I feel alone and alienated. I imagine it is my own fault.
There are several theories I developed concerning this. Perhaps it is the "spiritual", narcissistic-fix-all rugs I tend to sweep things under, which I use to establish and nurture my internal equilibrium. Thus, according to the nature of my posts and my speech, I tend to be negative and down-trodden, or "holier than thou", or like "anyone can fix that problem if they use a little mysticism". I imagine it may have put people off.
The second theory is that I don't show appropriate reciprocity in relationships due to lack of skill or self-absorption. I don't give enough or the right amount of feedback or reps or praise. I don't read people's blogs enough, and become active enough.

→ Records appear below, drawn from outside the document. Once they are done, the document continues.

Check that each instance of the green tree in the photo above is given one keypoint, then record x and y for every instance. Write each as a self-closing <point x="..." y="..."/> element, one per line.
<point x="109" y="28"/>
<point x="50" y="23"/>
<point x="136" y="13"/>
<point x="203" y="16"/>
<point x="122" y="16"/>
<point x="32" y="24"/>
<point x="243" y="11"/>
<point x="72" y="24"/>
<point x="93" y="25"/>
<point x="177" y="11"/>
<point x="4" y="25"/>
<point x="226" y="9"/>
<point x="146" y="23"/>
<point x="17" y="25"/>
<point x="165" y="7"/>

The third theory is that I'm just bland. Nothing I say is saucy, cute or controversial enough. Combine this with the idea that I'm a 40 year old virgin with moderate attractiveness, apparently low earning potential, and a small penis, and you have a recipe for insignificance.
The fourth theory is that I'm simply disturbing. That people are serious creeped-out by me.
The fifth theory is that people sense that because of my job or life or other issues I'm tied up and unavailable for any relationship or friendship, and they can get so much more from other sources more easily.
I entreat you to confirm or discuss these theories or present your own. I query what remedies there may be, if any. Also, what MBTI types do you imagine would be best for me to improve my socialization?
Further, although making pm and rep and wall communications provide some happiness...if I had them...I wonder about face to face relationships as well. Some you have interactions in the forums or on the internet which develop into "real-life" friendships, socialization and relationships. I mean with everything, not just TYPOc. I entreat you to discuss that.
Further although I like meeting other unicorns or INFPs, it seems that is not the correct path for finding the most interesting interactions overall, and certainly not for relationship...as if a 40 year old virgin could have any relationships. Thus, how, wherein and what would be the best path to encounter personalities for meaningful relationships? Where do you intersect with those?
I think in our culture it might be easier for INFP women. I mean if you are cute, then suitors will be tenacious enough climb the defenses. But for a conflict avoidant, hyper-sensitive male, it seems that my relationship status is insurmountable considering my other liabilities. Plus, I have little availability since my job takes so much out of me.
Finally I think I've posted in the correct section, since my thoughts are generally personal and anecdotal. Perhaps I relate anything else here concerning my relationships progresses and failures, or any other journalizations I feel like.